Sen. Todd Young, R-Ind., a member of the Intelligence and Commerce Committees and a leading voice on AI policy, told Semafor that the issue is complicated and what the US really needs is a “nimble regulatory structure” to determine where to draw the line:
“This is not a binary issue, right? It’s actually pretty complicated in terms of how you assess what chips an adversary country should have access to. And I think we really need to speak more about the particular features that are important to us, whether it’s processing power or other features and have some way of measuring what adversaries should have access to, what they shouldn’t.
“Both arguments make great sense to me. On one hand, we don’t want our chief adversary to have access to leading-edge, frontier chips. Even if these aren’t the most leading-edge chips, they’re still close. On the other hand, you don’t want to create an atmosphere in which Huawei steps into the breach or others and makes its own stuff. Both can be true at the same time.

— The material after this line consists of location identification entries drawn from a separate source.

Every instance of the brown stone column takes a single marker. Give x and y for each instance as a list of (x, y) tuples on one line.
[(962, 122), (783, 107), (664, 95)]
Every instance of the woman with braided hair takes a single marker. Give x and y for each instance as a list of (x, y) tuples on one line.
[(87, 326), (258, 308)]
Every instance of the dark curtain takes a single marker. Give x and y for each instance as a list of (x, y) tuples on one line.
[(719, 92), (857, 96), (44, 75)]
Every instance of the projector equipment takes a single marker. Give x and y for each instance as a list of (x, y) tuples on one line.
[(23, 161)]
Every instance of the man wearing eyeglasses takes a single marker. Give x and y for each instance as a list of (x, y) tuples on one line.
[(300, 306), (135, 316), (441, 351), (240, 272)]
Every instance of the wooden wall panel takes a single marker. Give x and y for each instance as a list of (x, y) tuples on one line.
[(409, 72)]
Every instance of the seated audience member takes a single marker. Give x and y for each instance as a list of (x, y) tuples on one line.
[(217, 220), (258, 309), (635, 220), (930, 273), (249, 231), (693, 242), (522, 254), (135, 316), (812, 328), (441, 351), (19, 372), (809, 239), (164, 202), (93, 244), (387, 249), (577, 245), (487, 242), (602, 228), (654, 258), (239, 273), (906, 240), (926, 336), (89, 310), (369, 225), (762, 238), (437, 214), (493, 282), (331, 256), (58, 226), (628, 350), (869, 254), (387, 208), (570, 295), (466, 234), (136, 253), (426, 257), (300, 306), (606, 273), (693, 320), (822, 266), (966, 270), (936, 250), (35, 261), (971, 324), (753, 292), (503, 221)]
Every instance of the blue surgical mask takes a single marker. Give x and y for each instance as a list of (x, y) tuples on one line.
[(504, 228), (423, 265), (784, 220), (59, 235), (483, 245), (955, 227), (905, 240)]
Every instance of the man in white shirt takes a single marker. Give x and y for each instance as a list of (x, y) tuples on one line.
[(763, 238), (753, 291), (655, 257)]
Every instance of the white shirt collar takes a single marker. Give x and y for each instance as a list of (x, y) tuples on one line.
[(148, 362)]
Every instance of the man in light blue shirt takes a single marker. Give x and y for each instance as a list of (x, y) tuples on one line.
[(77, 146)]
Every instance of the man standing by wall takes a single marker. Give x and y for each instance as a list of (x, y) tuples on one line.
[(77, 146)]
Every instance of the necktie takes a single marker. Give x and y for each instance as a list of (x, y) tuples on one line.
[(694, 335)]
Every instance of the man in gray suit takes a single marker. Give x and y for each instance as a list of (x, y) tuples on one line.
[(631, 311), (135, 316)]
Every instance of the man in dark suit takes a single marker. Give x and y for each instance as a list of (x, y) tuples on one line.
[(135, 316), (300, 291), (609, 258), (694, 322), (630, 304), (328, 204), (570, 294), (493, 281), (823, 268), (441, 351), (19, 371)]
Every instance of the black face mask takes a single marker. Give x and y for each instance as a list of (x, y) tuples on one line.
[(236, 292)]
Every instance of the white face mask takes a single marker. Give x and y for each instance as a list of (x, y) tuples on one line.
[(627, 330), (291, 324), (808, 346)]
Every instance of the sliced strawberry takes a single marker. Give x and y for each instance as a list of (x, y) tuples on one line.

“So instead, we need parameters so that we’re not left case by case, chip by chip, looking at this. And then those parameters should change. We should have some structure, some institutional structure, to ascertain whether or not the framework still makes sense. We need a nimble regulatory structure.”

Notable
Nvidia and AMD plan to pay 15% of their chip sales in China to the US government as part of a deal to obtain export licenses, the Financial Times reported.